Specific Requirements

You must use the listarray.h as provided, without modifications.
Your program and test driver must compile with no warnings (demonstrated in your transcript).
Your library and test driver should run cleanly with no AddressSanitizer reports (demonstrated in your transcript).
All malloc calls should be tested for success; failures should be indicated with perror messages and appropriate return values.
Whenever possible, preconditions should be assertion tested.
You must include a Makefile with targets that compile the listarray library and test driver individually into object files, and a target to link them into an executable test program. Your Makefile should not include debugging symbols or AddressSanitizer by default; these must be requested at compile time through the use of the CFLAGS and/or LDFLAGS variable.

Grading

In addition to the general grading guidelines for evaluation, the assignment is worth 30 points.

Submit files listarray.c, test_listarray.c, Makefile, references.txt, and tests.txt.

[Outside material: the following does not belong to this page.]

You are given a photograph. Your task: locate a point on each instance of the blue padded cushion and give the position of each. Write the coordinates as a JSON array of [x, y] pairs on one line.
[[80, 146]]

[20 points] listarray.c Library
- [1 point] Tests malloc calls for success
- [1 point] Preconditions verified with assert
- [2 points] Makefile separately compiles files and links executable
- [16 points] Implementations efficiently meet specification
  - [3 points] get_ptr
  - [2 points] create
  - [1 point] size
  - [2 points] add
  - [1 point] get
  - [2 points] set
  - [3 points] contains
  - [2 points] clear
Comments on Program Format, Comments, Readability, etc.
(Points not given, but points can be deducted.)
[10 points] Testing
- [3 points] Test plan enumerates problem circumstances
- [4 points] Test program covers cases, with the expected outcome
- [2 points] Transcript records compilation and AddressSanitized test runs
- [1 points] Summary statement explains why the program is correct

A five point penalty will apply to any submission that includes personally identifying information anywhere other than the references/honesty file.